Comanche, de Caroline Diaz, est un texte inclassable, et ce mot devrait vous le rendre d’emblée sympathique. On peut dire que c’est un récit, on peut aussi dire que c’est un journal étrange, un journal à la troisième personne, celui d’un étranger, on peut encore dire que c’est une quête émotionnelle, et une enquête sensible.
Le texte, à l’écriture précise et sobre, qui rappelle Patrick Modiano et Georges Perec, s’ouvre sur la mort d’un père mystérieux, celui de la narratrice. Surnommé « le cowboy », ce pilote de Comanche un peu volage, un peu artiste, d’après la légende (« la mythologie qui s’effrite », dit Caroline Diaz), qui existe pour ne pas que l’on (se) pose trop de questions, aurait été un aventurier, un héros, un homme fuyant et souriant – l’homme idéal ? Un homme au « corps intact », malgré le terrible accident.
Voix, images (vieilles photos de famille retrouvées presque par hasard, par miracle) et odeurs (de cigarette, de Kool menthol, de sable, de tabac blond, d’encens, de tôle, d’essence, de café) sont tissées dans Comanche ; beaucoup de noms de personnes et de lieux résonnent dans les creux obscurs de l’enfance : l’Algérie, la France, le Canada, le Maroc, L’Amérique, l’Allemagne ; des histoires d’exil traversées par l’Histoire.

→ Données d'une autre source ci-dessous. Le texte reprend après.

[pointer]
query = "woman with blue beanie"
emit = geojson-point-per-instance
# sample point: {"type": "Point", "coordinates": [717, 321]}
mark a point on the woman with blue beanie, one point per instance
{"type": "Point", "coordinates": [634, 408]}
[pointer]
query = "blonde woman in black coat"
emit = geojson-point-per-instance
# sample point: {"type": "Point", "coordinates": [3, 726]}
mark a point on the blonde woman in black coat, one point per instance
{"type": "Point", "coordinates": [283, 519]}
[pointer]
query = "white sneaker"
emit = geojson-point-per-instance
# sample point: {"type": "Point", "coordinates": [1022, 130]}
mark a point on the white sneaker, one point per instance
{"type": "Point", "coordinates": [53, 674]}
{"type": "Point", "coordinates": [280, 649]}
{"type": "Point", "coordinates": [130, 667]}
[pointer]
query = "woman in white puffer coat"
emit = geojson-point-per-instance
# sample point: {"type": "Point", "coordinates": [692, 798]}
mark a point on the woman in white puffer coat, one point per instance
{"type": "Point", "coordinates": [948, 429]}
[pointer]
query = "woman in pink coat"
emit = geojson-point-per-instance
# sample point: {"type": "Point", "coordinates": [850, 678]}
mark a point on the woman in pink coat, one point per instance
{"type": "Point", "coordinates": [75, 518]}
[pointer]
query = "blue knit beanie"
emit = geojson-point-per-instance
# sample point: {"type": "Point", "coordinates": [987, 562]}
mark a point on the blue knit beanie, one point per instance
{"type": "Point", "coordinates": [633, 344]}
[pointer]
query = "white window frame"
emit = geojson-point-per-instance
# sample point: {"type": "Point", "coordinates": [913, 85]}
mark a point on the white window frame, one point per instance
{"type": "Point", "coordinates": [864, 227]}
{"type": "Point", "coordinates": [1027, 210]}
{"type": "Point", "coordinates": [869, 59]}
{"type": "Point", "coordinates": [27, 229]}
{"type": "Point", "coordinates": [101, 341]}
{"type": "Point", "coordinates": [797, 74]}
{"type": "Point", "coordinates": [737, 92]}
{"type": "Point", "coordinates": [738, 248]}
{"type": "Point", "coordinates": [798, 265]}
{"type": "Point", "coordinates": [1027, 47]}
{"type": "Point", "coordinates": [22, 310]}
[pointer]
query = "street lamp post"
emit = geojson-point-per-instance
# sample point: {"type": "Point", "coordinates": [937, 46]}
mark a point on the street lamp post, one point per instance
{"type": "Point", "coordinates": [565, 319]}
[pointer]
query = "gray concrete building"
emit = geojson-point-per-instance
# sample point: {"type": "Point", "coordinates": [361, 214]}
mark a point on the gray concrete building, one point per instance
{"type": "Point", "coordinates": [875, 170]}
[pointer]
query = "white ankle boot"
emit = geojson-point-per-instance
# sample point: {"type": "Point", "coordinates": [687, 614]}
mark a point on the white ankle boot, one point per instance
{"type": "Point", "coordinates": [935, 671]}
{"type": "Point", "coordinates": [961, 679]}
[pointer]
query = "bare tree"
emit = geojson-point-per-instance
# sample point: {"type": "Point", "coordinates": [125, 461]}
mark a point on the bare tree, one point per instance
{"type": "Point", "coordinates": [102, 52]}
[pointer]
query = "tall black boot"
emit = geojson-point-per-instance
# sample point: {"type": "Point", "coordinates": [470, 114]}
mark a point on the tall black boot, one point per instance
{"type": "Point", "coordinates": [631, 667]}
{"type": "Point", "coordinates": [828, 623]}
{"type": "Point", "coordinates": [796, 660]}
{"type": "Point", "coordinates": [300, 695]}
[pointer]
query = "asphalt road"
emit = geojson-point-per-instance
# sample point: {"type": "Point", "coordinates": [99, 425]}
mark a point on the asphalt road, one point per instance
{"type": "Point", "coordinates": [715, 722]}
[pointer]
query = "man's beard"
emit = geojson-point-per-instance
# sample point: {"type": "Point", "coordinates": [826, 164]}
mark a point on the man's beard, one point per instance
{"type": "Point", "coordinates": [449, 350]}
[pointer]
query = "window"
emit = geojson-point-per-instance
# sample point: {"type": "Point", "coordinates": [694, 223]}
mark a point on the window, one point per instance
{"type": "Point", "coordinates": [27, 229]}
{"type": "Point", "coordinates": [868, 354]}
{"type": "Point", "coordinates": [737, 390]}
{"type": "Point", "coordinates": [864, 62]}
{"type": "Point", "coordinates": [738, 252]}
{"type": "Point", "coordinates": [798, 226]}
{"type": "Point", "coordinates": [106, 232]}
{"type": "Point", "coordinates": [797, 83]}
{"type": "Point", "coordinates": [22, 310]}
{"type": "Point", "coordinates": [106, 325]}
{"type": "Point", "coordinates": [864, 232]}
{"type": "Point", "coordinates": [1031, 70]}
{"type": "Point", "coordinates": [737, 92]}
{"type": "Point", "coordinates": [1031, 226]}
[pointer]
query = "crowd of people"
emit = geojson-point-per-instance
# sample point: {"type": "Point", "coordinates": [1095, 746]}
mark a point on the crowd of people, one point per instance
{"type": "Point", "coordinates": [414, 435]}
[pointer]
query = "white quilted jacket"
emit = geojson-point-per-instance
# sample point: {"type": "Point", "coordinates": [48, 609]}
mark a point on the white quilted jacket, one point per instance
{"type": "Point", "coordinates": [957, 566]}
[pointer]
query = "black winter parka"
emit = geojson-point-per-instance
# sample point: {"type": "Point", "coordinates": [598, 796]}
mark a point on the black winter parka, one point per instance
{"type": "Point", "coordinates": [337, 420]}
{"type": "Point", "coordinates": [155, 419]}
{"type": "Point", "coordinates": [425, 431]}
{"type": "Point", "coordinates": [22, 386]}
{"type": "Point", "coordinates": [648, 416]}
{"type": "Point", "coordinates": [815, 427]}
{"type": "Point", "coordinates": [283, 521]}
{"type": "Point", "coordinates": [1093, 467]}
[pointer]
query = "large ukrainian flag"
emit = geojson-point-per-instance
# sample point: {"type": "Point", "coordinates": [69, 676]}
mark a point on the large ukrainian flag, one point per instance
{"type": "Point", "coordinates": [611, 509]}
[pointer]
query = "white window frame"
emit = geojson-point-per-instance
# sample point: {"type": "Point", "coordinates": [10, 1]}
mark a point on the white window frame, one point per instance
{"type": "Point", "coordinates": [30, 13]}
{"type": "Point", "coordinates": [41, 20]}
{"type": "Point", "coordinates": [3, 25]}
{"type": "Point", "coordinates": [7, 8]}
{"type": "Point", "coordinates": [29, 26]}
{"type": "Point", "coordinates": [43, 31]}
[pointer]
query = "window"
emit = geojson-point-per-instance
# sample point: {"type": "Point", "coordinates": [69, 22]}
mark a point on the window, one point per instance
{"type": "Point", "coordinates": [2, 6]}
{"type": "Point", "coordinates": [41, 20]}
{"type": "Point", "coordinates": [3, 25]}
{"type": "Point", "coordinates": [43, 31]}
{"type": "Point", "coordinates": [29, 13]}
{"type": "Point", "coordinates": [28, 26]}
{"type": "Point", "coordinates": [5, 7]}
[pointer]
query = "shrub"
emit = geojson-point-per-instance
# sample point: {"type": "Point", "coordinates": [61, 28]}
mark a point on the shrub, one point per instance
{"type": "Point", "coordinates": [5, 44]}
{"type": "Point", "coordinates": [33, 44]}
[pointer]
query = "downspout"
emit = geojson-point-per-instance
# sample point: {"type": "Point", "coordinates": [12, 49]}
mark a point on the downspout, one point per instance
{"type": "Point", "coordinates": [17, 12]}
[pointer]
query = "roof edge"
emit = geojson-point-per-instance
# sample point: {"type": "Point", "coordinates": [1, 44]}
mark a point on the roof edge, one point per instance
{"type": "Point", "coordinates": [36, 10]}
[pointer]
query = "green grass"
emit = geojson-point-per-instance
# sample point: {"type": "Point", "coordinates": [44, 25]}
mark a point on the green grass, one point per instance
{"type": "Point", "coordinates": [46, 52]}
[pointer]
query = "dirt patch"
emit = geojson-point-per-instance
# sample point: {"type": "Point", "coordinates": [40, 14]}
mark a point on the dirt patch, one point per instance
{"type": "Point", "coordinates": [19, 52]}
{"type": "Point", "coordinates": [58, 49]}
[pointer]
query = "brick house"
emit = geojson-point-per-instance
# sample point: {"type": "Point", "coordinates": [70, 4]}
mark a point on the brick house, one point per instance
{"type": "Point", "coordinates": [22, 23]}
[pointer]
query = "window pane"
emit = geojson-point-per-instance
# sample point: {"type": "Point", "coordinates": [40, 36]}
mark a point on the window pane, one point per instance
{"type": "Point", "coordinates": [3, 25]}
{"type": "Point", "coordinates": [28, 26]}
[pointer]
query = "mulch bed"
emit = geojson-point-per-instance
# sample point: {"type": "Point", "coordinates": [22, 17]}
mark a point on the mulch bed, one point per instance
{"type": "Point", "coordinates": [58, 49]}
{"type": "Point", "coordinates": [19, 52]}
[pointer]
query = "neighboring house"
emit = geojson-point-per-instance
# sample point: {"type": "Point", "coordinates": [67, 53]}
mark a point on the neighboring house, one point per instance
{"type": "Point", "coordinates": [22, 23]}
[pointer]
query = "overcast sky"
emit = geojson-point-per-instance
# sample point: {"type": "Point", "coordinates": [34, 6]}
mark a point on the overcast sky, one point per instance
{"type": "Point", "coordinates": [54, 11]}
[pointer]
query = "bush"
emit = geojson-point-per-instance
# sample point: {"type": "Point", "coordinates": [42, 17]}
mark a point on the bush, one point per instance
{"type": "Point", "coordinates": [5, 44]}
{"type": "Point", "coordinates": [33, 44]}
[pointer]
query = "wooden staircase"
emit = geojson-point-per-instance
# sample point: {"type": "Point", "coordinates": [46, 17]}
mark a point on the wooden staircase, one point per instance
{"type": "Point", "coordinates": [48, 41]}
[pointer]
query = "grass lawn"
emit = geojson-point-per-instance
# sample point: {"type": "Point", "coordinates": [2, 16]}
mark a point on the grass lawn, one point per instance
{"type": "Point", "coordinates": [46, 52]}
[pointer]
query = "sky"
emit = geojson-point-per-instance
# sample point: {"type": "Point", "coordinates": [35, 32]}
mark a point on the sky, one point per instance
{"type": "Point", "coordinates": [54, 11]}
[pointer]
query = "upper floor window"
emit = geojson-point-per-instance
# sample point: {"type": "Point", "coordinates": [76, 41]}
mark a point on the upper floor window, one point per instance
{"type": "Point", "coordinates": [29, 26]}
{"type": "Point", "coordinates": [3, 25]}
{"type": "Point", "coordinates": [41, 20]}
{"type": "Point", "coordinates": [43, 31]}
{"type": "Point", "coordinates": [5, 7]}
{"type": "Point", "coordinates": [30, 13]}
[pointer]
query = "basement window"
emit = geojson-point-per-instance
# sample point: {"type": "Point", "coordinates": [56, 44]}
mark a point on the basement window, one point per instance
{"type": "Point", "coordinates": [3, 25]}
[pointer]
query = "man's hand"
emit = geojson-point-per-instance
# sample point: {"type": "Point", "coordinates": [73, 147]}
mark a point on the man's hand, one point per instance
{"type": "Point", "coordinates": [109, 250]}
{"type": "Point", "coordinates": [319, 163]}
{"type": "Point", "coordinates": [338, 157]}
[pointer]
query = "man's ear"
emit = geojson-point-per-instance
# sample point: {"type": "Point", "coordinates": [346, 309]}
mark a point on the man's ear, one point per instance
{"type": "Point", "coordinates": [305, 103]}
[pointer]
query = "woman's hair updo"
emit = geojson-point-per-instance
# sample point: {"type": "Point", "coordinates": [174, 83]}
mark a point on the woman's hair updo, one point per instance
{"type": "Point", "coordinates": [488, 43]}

Comanche est finalement, et surtout, un livre de questions, dont celles-ci, entre autres : qu’est-ce que c’est, au fond, que la famille ? Comment s’en émanciper pour se construire ? Peut-on trouver sa voie/voix sans souvenirs d’enfance ? Comment retrouver le singulier au milieu des tragédies de l’Histoire ?
Je retiens ces deux citations : « se souvenir d’Alger ce sera l’inventer », et « Il n’y a pas de fiction possible entre nous, il y a cette place que tu prends, seulement cette place immense de père. »
Merci à Caroline Diaz pour ce beau texte.